Интересна история Соломбалы, поселка, некогда выросшего на острове между Северной Двиной и Маймаксой. Большой знаток и исследователь Севера А.Максимов в середине прошлого века записал предание о том, почему поселок получил такое странное название.
Однажды царь Петр I гулял в этих местах и увидел убирающих хлеб крестьян и крестьянок. Посмотрел государь на живописные и яркие группы жнецов, на их дружную работу и надумал устроить им пир тут же, на открытом воздухе. Царь велел снести с поля снопы, из высоких сделать столы и покрыть их белоснежными скатертями, а короткие положить вместо стульев.
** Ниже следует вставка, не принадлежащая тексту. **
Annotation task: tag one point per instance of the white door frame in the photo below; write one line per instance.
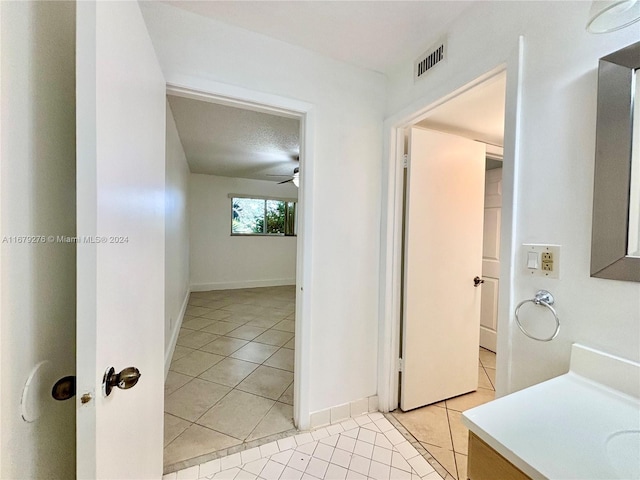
(240, 97)
(392, 213)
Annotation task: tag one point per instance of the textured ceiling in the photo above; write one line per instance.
(231, 142)
(375, 34)
(477, 113)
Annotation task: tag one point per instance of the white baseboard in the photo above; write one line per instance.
(274, 282)
(343, 412)
(171, 346)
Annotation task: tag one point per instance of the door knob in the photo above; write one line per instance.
(124, 380)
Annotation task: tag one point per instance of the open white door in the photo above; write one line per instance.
(491, 259)
(443, 254)
(120, 103)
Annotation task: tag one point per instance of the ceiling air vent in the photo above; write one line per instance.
(429, 59)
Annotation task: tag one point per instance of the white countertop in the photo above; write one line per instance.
(559, 429)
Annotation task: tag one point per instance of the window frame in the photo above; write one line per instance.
(266, 198)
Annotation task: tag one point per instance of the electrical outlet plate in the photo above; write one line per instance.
(548, 256)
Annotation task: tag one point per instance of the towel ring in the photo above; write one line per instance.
(545, 299)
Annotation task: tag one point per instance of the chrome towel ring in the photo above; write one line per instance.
(545, 299)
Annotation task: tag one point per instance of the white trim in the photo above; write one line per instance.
(1, 235)
(274, 282)
(391, 234)
(207, 90)
(260, 197)
(169, 349)
(340, 413)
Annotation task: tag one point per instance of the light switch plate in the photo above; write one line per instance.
(548, 260)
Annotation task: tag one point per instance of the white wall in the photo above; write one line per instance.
(38, 198)
(348, 111)
(176, 232)
(219, 260)
(555, 180)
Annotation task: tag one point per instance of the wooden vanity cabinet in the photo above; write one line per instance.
(484, 463)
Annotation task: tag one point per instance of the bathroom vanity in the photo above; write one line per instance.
(582, 425)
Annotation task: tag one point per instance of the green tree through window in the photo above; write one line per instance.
(258, 216)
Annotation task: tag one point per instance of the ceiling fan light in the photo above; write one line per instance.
(610, 15)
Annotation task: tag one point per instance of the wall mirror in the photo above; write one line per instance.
(615, 241)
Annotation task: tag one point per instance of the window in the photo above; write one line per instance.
(262, 216)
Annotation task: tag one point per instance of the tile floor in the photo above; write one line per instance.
(439, 427)
(366, 447)
(230, 382)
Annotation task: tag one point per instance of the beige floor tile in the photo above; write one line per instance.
(278, 419)
(220, 327)
(197, 301)
(254, 352)
(196, 339)
(274, 337)
(237, 414)
(459, 433)
(483, 379)
(195, 363)
(224, 346)
(239, 318)
(287, 396)
(195, 311)
(282, 359)
(196, 441)
(428, 424)
(286, 326)
(173, 426)
(184, 332)
(470, 400)
(217, 315)
(461, 463)
(262, 322)
(444, 457)
(491, 373)
(217, 304)
(243, 308)
(180, 352)
(275, 313)
(197, 323)
(194, 399)
(229, 372)
(267, 382)
(487, 358)
(245, 332)
(174, 381)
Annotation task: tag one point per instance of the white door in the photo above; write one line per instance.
(120, 138)
(443, 254)
(491, 259)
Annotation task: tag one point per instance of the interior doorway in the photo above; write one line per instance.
(476, 116)
(231, 381)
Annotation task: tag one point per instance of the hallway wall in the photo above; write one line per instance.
(176, 231)
(220, 261)
(557, 137)
(38, 198)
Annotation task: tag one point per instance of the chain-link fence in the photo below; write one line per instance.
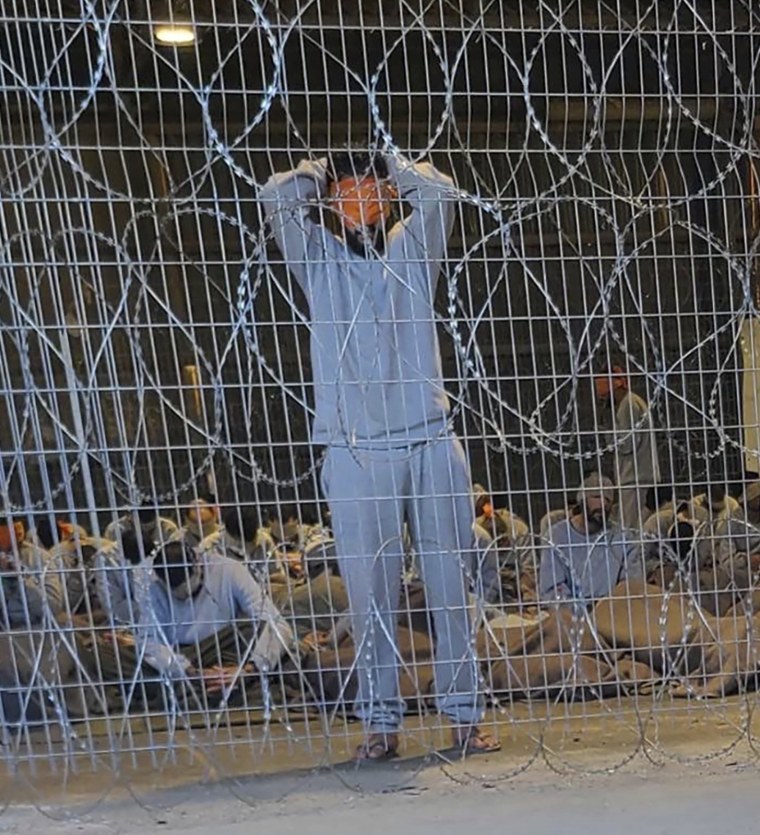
(236, 515)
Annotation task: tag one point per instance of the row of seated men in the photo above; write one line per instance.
(155, 600)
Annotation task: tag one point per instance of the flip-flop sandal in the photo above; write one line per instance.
(376, 749)
(477, 743)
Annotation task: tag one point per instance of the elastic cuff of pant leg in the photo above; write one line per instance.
(371, 730)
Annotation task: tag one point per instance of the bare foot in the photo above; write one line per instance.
(474, 740)
(377, 748)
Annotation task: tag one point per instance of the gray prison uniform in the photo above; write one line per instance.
(637, 463)
(228, 596)
(381, 408)
(580, 567)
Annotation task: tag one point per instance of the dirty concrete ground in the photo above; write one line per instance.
(593, 770)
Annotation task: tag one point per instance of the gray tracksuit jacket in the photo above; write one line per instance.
(374, 347)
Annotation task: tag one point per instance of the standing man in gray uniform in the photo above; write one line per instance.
(382, 411)
(637, 463)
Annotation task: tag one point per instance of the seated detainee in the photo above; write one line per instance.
(548, 521)
(314, 598)
(203, 613)
(586, 557)
(23, 558)
(147, 523)
(242, 537)
(497, 533)
(200, 520)
(750, 503)
(501, 525)
(114, 576)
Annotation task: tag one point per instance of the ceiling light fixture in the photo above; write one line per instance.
(173, 25)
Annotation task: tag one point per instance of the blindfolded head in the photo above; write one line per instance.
(359, 192)
(363, 202)
(11, 534)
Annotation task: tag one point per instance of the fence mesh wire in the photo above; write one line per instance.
(158, 355)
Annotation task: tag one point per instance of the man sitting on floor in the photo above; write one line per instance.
(241, 537)
(201, 519)
(586, 557)
(203, 611)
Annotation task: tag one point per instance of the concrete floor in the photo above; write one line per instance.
(586, 772)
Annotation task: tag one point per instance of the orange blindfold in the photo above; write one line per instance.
(6, 537)
(362, 202)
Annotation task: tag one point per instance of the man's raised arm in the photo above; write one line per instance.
(287, 199)
(433, 196)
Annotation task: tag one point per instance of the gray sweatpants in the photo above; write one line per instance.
(371, 494)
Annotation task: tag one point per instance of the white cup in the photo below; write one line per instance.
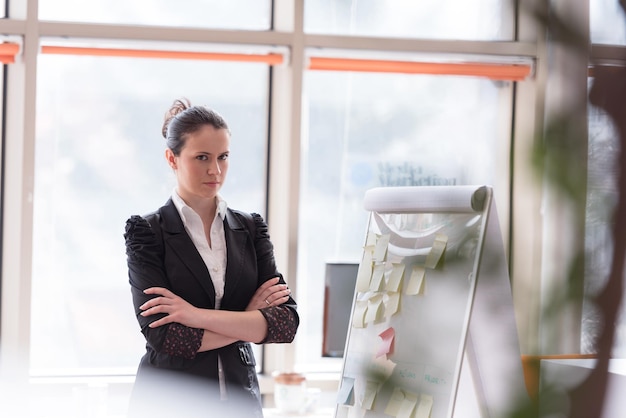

Импровизированный бал состоялся. Было шумно и весело. Государь, довольный своей выдумкой, сказал: "Вот настоящий соломенный бал!" Выросший позднее на этом месте поселок, будто в память пира, и стали называть "Соломбала". А поселились в нем рабочие верфи и моряки.
С наступлением навигации Соломбала пустела: мужчины отправлялись в суровые моря. Так повелось издавна, и хоть иную жизнь принес в бедный поморский поселок Великий Октябрь, многие традиции остались нерушимыми...
Туман рассеялся, на голубое небо выкатилось солнце, обещая погожий день. Оно осветило суда, причал. Здесь веяло томительным ожиданием разлуки. Вахтенный приказал экипажу подняться на судно: до отхода осталось всего несколько минут. Теперь моряки переговаривались с родными, перегнувшись через борт.
Дает последние напутствия сыну мать Юры Прошина. Она не скрывает слез. Убеждает взять какой-то пакет, тот машет руками: дескать, не надо. А рядом с Прошиной стоит Мария Петровна Бочурко. Сколько раз вот так приходила она к кораблю помахать платком на прощанье мужу и всегда не могла сдержаться, чтобы не всплакнуть, хоть и сердился на нее за это муж. И сейчас из глаз сами собой бегут слезы, не удержать их. Да и нужно ли? Выплачется женщина, и легче станет. Маленькая Нонна не плачет, а лишь таращит глазенки на людей, на пароход, где стоит папа.